Wednesday, October 21, 2015

Is solar power environmentally acceptable solution for California?

Sunny California is one of the U.S. solar energy leaders, and certainly one of the states that is doing the most for renewable energy cause in United States. Renewable energy sources such as solar are not only needed because fossil fuels will eventually become depleted but also because they can help reduce the amount of greenhouse gases in the atmosphere thus reducing the climate change impact.

Is solar power completely environmentally friendly source of energy? No, because such source does not exist. Is it a better solution than fossil fuels? In most cases, yes, though there are still certain environmental factors which cannot be overlooked.

California, or to be more precise Mojave desert is California is an area with tremendous solar energy potential but there are some environmentalists who fear that the construction of new large-scale solar power plants in the Mojave Desert may harm the biological diversity in the area.

A most recent study by he Carnegie Institution for Science and Stanford University showed that solar power developers in California have been using mostly undeveloped desert areas with sensitive ecosystems as sites for new solar power plants instead on focusing primarily on less sensitive, previously developed open lands.

The researchers fear that the ecological footprint of solar power development could grow to more than 27,500 square miles if U.S. were to adopt a more ambitious climate goal.

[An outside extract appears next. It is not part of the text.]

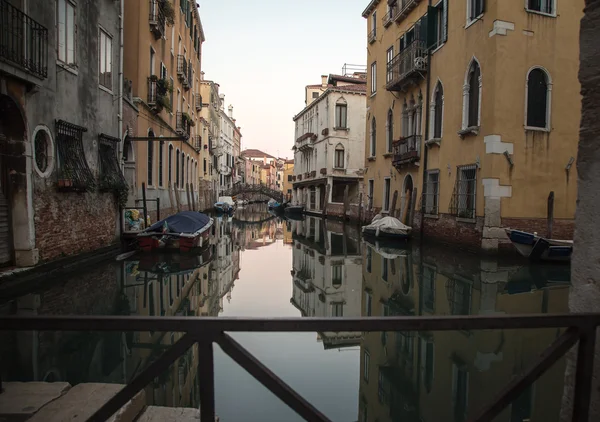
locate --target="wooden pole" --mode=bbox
[546,191,554,239]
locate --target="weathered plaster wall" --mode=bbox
[561,0,600,422]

This could cause significant damage to many sensitive ecosystems in the area.

The researchers warned that of "161 planned or operating utility-scale solar power developments in California, more than half have been or will be built on natural shrub and scrublands."

Solar energy development cannot become a driving force behind the loss of California’s natural ecosystems. Something has to be done to prevent adverse effects on nearby environment.

Solar power plants require plenty of land to be installed, and science and technology might have to start looking for solutions that are able to decrease massive land requirements for new solar installations.